On Saturday night in Maui I went to a local pub and watched the Vancouver Canucks game with a bunch of other tourists from British Columbia. There are lots of Canadian visitors to Hawaii right now, which is great for the state because it is experiencing tough economic times.
I came back to my condo and watched a cable rerun of Numb3rs. Oddly enough, the episode was about the unpredictable economic consequences of crystal meth enforcement in Maui. Charlie's plan was basically to arrest all the high level drug dealers at once. This was necessary in order to prevent a super duper version of crystal meth from spreading to the rest of the United States from Hawaii. Not surprisingly, Charlie's plan didn't work out. The show also explored the dangers of undercover operations conducted as part of the War on Drugs. The acting wasn't exactly Oscar quality but I enjoyed watching a little prime time drug policy action.
Unfortunately, things are not going well on the drug policy front in Hawaii. Early last week I wrote about the upcoming vote by a committee of the Hawaii county council. The purpose of the resolution was to encourage the state legislature to consider marijuana legalization. Unfortunately this vote was defeated in committee 7 - 2. This article summarizes what happened. Also, here are a couple of videos that illustrate some of the "facts" presented by the opposition.

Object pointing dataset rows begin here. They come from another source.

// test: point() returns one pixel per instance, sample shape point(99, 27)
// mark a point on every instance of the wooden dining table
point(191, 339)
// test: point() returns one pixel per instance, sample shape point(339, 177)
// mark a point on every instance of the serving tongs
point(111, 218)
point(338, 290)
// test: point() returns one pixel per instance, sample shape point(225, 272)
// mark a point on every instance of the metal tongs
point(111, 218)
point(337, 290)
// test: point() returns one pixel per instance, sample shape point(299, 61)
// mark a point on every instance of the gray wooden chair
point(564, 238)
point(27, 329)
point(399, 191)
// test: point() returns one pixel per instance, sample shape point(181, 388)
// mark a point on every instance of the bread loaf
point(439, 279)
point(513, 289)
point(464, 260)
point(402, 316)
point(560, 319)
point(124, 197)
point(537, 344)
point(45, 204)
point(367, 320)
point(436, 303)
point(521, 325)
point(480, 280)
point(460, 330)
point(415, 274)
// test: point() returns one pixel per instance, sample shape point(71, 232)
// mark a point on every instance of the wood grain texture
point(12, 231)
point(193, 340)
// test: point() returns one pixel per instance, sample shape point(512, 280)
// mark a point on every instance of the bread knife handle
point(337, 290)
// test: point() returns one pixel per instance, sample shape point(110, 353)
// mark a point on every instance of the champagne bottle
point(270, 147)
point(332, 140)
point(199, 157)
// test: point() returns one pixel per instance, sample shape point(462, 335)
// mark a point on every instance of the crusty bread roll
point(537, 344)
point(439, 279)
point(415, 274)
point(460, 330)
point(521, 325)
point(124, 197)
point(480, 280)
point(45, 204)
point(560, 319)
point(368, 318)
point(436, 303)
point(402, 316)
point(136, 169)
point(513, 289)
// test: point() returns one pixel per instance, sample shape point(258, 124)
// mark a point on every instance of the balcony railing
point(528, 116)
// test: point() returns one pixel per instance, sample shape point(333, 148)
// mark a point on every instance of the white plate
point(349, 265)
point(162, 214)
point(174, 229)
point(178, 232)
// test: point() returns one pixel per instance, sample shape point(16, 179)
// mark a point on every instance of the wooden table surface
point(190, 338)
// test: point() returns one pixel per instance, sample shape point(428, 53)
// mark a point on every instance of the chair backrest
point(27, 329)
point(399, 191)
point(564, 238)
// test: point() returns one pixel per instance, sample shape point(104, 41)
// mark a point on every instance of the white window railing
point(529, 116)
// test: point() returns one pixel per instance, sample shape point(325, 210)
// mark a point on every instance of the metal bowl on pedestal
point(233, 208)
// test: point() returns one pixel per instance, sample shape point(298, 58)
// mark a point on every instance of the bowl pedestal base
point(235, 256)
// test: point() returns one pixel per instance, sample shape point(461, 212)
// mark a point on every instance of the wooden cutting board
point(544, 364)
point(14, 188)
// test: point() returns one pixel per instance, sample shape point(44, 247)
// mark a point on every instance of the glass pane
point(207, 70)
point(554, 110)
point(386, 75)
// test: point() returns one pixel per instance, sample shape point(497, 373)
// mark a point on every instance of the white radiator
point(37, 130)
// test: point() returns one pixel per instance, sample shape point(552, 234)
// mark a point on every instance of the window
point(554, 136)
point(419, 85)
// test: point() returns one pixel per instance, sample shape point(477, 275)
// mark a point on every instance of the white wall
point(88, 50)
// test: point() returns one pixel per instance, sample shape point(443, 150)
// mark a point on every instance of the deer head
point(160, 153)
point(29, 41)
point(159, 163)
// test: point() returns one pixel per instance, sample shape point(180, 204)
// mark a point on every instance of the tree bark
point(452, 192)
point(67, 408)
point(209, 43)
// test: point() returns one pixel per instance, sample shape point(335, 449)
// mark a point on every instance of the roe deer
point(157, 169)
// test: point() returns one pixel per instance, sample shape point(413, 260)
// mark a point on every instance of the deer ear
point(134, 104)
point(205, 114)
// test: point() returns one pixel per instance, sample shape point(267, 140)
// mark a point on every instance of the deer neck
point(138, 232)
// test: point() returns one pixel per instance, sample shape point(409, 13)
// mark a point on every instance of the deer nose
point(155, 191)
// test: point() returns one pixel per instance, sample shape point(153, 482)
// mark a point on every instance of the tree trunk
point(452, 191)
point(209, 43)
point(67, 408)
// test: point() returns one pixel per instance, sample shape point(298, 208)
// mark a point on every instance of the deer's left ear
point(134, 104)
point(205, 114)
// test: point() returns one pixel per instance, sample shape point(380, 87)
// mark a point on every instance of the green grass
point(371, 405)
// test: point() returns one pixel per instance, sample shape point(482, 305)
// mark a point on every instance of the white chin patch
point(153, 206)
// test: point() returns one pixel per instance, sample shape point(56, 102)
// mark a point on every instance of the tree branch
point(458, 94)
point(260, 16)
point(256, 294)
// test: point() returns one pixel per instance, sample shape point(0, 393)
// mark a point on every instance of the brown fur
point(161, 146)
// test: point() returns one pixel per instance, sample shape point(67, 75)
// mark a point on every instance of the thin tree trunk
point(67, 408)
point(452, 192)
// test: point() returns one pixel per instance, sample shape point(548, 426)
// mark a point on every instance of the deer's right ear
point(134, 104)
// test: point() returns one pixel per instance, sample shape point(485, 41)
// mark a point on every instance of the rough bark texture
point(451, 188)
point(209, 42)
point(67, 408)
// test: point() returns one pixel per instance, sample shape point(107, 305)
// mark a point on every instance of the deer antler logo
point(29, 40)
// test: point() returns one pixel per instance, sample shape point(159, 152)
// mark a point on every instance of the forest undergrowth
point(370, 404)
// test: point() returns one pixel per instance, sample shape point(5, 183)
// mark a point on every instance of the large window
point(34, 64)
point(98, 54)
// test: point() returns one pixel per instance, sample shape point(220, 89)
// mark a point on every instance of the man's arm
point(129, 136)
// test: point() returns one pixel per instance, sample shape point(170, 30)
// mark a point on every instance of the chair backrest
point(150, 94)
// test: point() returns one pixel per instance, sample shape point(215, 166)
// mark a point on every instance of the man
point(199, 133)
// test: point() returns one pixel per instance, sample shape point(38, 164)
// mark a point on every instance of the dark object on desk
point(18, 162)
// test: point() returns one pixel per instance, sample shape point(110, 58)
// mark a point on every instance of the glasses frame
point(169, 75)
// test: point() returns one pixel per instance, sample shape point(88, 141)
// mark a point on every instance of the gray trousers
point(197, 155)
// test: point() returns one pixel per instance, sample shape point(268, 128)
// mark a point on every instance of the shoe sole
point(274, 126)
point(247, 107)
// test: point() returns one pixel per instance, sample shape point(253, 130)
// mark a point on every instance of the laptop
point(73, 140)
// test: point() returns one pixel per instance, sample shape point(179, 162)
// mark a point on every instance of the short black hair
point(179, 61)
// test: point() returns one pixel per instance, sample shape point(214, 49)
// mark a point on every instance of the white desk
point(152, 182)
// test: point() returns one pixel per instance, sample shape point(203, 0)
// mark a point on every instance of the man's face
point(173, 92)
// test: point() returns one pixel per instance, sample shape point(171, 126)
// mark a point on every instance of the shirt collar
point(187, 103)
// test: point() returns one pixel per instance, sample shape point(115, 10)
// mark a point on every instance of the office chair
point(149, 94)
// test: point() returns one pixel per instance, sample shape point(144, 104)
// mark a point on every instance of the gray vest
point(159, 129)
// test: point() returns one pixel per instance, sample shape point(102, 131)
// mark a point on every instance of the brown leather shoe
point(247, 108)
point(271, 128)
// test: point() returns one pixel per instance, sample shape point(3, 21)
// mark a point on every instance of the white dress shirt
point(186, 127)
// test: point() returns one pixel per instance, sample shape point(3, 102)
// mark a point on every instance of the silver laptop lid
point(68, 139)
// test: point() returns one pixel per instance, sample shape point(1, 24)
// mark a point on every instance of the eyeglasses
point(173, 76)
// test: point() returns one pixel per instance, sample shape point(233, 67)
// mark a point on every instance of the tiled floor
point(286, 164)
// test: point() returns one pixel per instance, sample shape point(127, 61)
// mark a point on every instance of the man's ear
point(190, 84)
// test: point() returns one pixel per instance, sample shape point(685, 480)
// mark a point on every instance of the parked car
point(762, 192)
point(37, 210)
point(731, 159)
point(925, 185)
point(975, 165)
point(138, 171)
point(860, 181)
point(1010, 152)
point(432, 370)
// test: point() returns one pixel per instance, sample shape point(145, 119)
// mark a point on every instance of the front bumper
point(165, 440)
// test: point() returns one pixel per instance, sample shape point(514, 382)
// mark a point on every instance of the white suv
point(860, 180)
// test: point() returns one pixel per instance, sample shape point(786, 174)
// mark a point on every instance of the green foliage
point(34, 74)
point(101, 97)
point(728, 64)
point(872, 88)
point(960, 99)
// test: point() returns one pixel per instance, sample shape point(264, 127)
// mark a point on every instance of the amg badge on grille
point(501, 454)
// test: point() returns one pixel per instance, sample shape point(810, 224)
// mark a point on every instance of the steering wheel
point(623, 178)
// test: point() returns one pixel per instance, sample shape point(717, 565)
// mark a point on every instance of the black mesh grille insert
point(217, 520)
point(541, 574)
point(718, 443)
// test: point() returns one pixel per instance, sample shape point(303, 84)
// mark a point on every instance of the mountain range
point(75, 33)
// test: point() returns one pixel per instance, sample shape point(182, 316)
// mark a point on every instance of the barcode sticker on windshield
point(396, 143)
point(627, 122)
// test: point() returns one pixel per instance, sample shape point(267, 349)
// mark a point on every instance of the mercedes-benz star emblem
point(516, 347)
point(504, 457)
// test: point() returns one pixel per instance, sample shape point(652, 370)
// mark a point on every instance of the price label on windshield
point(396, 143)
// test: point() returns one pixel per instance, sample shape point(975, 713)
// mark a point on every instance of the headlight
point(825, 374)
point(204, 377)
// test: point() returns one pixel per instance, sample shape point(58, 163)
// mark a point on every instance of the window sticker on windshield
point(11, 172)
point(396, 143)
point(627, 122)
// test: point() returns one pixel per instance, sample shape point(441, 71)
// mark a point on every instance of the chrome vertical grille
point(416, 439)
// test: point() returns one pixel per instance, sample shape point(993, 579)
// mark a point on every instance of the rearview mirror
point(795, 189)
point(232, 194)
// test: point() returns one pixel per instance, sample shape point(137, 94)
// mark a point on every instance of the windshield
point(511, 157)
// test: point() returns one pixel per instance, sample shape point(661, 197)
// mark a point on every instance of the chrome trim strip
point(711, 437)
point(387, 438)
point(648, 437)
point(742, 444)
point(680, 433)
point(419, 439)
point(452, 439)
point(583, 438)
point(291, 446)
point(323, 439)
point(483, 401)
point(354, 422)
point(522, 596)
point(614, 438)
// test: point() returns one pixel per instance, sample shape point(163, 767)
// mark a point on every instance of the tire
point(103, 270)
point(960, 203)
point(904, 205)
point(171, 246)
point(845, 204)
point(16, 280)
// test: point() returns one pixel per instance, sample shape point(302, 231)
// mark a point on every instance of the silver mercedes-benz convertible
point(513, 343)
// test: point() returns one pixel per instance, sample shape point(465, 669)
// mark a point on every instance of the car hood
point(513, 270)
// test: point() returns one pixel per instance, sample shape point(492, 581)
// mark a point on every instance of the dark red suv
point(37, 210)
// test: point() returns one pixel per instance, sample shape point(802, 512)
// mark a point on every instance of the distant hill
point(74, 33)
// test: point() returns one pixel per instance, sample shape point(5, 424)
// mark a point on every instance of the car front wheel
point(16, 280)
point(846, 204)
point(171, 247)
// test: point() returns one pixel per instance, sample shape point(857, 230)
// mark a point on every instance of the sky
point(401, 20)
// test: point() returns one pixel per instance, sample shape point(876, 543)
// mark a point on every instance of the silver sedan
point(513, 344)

The first clip is Deputy Prosecuting Attorney Rick Damerville, and the second clip (at the 1:58 mark) is fellow prosecutor Mitch Roth:
There is also testimony in these clips from a couple of DARE kids, although I don't have the heart to say anything about their involvement.
Clearly, Hawaii needs help on the drug policy front. Any thoughts on how we could assist the folks in this state? I'm touring the islands this week as a LEAP speaker, so I'm very interested in any ideas you might have on this subject.